Ono M, Kotsuka Y, Kawauchi M, Kaneko Y, Takeshita M, Ezure M, Murakawa T, Ueno K, Furuse A
Department of Cardiothoracic Surgery, University of Tokyo, Japan.
Kyobu Geka. 1998 Apr;51(4):349-53.
From April 1992 to May 1997 six patients underwent open heart surgery, who had tracheostoma at the time of operation. The sternum was divided completely in three patients whose tracheostoma lay highly on the neck, and it was cut transversely on the manubrium at the level of the first intercostal space, below which it was split longitudinally in two patients (partial median sternotomy). In one patient right anterolateral thoracotomy was used. There were no operative death and no complication related to infection. A left internal thoracic artery (LITA) was used successfully for a bypass conduit in two patients who underwent partial median sternotomy. Dissection of the proximal portion of the LITA through the second intercostal space prior to the sternotomy made the graft procurement feasible in this particular situation. In conclusion, full-length sternotomy is performable safely when the tracheostoma lies highly on the neck, and the partial sternotomy up to the midmanubrium is applicable, including LITA harvesting, even if it is just at the sternal angle.

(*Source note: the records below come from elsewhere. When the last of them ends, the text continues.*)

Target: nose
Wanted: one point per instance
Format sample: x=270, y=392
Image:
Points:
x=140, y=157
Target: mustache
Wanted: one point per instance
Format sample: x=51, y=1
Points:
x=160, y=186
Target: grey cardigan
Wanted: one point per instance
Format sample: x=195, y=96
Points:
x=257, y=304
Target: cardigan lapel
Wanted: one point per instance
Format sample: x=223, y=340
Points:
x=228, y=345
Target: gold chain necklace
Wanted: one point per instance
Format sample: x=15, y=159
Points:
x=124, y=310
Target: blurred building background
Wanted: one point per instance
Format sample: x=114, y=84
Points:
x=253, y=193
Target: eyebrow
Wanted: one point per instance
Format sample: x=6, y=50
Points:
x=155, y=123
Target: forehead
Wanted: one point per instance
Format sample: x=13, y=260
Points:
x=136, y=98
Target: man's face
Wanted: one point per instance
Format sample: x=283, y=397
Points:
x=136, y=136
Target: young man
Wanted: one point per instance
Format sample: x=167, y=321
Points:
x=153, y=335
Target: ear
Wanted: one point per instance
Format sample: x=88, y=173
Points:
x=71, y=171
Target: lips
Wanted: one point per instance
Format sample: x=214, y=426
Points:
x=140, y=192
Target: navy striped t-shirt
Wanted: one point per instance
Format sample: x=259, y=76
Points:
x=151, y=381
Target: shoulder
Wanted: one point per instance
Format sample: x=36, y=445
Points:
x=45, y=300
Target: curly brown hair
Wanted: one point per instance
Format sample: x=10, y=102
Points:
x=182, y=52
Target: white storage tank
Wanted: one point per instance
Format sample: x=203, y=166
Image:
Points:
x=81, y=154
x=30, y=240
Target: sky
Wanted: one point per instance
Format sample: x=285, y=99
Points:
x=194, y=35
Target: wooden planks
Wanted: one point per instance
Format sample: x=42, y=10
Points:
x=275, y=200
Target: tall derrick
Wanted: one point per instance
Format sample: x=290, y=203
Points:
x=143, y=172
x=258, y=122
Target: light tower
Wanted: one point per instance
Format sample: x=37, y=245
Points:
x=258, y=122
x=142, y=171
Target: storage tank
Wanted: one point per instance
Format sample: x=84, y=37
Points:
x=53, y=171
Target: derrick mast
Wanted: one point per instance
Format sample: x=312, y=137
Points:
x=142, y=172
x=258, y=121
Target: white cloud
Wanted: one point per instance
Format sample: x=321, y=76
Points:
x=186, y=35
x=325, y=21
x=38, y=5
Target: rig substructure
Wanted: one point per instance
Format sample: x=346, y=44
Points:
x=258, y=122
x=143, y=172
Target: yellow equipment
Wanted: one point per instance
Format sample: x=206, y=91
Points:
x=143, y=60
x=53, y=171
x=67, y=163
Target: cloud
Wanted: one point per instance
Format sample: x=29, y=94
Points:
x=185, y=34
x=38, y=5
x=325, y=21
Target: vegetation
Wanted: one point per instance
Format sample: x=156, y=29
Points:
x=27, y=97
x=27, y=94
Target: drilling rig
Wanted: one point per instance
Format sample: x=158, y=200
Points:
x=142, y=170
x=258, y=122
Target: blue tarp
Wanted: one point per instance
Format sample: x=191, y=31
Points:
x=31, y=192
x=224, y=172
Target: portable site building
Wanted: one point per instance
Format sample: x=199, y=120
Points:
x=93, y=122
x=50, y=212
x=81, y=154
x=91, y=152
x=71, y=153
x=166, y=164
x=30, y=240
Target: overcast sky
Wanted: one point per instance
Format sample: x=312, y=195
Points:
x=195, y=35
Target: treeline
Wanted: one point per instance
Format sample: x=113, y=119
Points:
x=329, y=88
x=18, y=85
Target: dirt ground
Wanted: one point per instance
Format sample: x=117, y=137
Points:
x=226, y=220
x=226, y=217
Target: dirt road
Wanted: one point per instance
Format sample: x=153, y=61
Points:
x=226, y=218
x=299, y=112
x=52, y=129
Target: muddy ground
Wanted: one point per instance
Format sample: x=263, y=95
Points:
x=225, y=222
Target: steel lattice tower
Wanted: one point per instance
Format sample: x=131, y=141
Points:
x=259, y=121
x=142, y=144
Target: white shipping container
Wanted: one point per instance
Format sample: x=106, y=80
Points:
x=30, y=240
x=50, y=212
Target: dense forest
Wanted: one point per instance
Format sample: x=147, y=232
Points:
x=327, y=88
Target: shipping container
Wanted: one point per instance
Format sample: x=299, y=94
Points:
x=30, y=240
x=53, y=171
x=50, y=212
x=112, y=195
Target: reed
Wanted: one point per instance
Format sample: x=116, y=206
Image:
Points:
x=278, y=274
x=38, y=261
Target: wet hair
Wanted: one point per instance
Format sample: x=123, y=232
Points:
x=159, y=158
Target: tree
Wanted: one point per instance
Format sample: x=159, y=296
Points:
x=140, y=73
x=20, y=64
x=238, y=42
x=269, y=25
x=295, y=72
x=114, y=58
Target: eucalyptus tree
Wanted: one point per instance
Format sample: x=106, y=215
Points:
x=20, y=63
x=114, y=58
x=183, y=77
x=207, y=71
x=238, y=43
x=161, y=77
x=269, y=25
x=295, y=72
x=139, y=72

1992年4月至1997年5月,6例患者在手术时有气管造口,接受了心脏直视手术。3例气管造口位于颈部较高位置的患者,胸骨被完全劈开;2例患者在第一肋间水平的胸骨柄处横向切开,在此水平以下纵向劈开(部分正中胸骨切开术)。1例患者采用右前外侧开胸术。无手术死亡病例,也无与感染相关的并发症。2例接受部分正中胸骨切开术的患者成功使用左胸廓内动脉(LITA)作为旁路移植血管。在胸骨切开术前通过第二肋间间隙解剖LITA的近端部分,使得在这种特殊情况下获取移植物成为可能。总之,当气管造口位于颈部较高位置时,全长胸骨切开术可安全进行,部分胸骨切开术直至胸骨柄中部也是可行的,包括获取LITA,即使它刚好位于胸骨角处。